ブログ版『ユーリの部屋』

2007年6月から11年半綴ったダイアリーのブログ化です

無駄の効用

今日は、先週、毎晩十時近くまで仕事を頑張った主人へのご褒美と気分転換を兼ねて、割引クーポンを持って、ステーキ屋さんへ外食に行きました。外食だとたくさん食べてくれるので、こちらもほっとします。よほど料理の腕が低いのだと思いますが、家庭料理は、気づかないうちにワンパターンになってしまいますから...。

それにしても、こうして好きな時に好きなものを食べられる平和な国と時代に生まれたことを、心から感謝すると同時に、本来は充分食べられるはずの人々が食べられない現実があることにも思いを馳せ、何らかの形で貢献できればと願うものです。

こういった環境問題とか食糧問題などについて考える度に、この歳になってもまだ、もし理系だったらもっと直接的な仕事ができたのに、と思うこともしばしばあります。数学も生物学も化学も嫌いじゃなかったのに、成績が不十分だったので今更いたしかたありませんが。国境なき医師団などのパンフレットを読むと、内側からとても強い使命感が湧いてくるような気になります。「右の手のなすことを左の手に知らすな」(日本聖書協会新約聖書』1951年「マタイ伝6章3節)と聖書にありますので、これ以上は申せませんが、今までしてきたことより、もっと何かスペシャリストとしての貢献ができればという気持ちが、最近とみに増してきました。

主人も弟も理系で、専門分野がはっきりしているので、文系でいうところのリクルートスーツを着ての就職活動とは無縁で、人生が非常にすっきりしているのです。まじめに普通に授業を受けて、やることをやっていれば、成績に沿って教授が職を推薦してくださり、ストレートに正規職へ。私など、青春真っ盛りの時期でも、いつも将来の不安ばかり抱えていたので、その点、時間の過ごし方や何をどのように勉強するかなどの姿勢が全く違います。

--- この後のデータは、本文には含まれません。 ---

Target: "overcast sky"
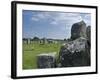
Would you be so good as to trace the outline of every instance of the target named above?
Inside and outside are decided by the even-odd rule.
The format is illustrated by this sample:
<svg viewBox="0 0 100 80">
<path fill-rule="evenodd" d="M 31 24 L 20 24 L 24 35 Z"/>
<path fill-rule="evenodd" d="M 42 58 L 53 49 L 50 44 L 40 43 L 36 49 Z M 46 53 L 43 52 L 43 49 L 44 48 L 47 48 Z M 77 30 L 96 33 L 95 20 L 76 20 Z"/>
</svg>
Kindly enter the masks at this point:
<svg viewBox="0 0 100 80">
<path fill-rule="evenodd" d="M 23 38 L 70 38 L 71 27 L 83 20 L 91 25 L 91 14 L 23 10 Z"/>
</svg>

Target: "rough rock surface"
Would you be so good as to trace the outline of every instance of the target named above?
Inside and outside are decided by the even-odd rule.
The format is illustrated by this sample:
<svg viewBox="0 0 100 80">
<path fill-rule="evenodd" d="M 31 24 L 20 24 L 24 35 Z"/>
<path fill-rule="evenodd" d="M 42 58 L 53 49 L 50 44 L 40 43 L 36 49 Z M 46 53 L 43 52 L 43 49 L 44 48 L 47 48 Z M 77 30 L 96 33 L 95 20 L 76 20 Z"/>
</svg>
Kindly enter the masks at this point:
<svg viewBox="0 0 100 80">
<path fill-rule="evenodd" d="M 43 53 L 37 56 L 38 68 L 54 68 L 56 66 L 56 53 Z"/>
<path fill-rule="evenodd" d="M 79 37 L 86 37 L 86 24 L 84 21 L 73 24 L 71 28 L 71 39 L 75 40 Z"/>
<path fill-rule="evenodd" d="M 87 39 L 89 44 L 91 43 L 91 26 L 88 26 L 86 29 Z"/>
<path fill-rule="evenodd" d="M 66 43 L 59 53 L 61 67 L 89 66 L 90 50 L 87 39 L 80 37 Z"/>
</svg>

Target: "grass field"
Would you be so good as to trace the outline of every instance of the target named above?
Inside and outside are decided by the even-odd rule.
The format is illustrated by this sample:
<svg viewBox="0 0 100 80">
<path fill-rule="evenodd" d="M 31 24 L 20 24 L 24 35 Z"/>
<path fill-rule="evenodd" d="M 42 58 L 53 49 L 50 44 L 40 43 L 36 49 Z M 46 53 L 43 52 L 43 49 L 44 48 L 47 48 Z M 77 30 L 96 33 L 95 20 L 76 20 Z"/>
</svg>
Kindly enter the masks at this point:
<svg viewBox="0 0 100 80">
<path fill-rule="evenodd" d="M 50 43 L 50 44 L 40 44 L 36 42 L 33 42 L 31 44 L 23 43 L 23 69 L 36 69 L 38 54 L 57 52 L 57 57 L 58 57 L 60 47 L 61 47 L 60 43 Z"/>
</svg>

とはいえ、こうしてマレーシアのリサーチと勉強が続けられるのも、マレーシアで働いていた時代の貯金がまだ残っているからです。「お気楽ですね。結婚してもまだマレーシアですか。ご主人を働かせて、自分は好きなように遊んでいて...」などと言われたことはありませんが、(十年間はこのテーマでやってみよう、それでも全く光が見えないようなら、そこから方向転換してもいいじゃない)という覚悟で、ふらつきながらここまで来ました。いくら何でも、貯金もほとんどなしに、または親から借金してまで、こんなこと試みませんよ。ただ、これは国際交流基金からの研究奨学金だったのだと自分では解釈しています。だって、学校出たての若造に、あそこまでの待遇をしてくださるなんて、それは将来への予備だったとしか考えられません。

ところで、帰り道、主人が言いました。「いつもこの道を一人で歩く時には、ここに鯉が泳いでいるなんて気づくことはなかったけど、ユーリと一緒だと、鯉がいるってわかったんだよね」。そうなんです。私も知らなかったんですが、今日は鯉が何匹も泳いでいました。中には、ちょっと芸を披露、なんて感じで、トビウオごとく水から飛び跳ねてくれた愛嬌ある鯉もいました。
そういえば、中学・高校と一緒だった同窓生が、大学入学後かの集まりの時、皆の前で言いました。「先日、家の二階からたまたま見てたら、ユーリちゃんが一人で、右見たり左見たり、人の家の窓を眺めたり、道端の草花を見つめたりして、楽しそうに歩いていたんだよね。子どもみたいで、こっちが恥ずかしかった」と。実は、今でもそれは変わりません。一緒に歩く人を恥ずかしがらせているかもしれませんが、これは、私なりのささやかな人生の楽しみなんです。同じ道を歩いたとしても、一度たりとも同じ光景は、絶対にありえないんですから。

今日は、おかげさまで本の受注もあったし、小さなアルバイトの依頼も入ったし、ギル・シャハム氏と江口玲氏のCD「フォーレ・アルバム」も届いたし、まずまず善き日です。日日是好日。感謝。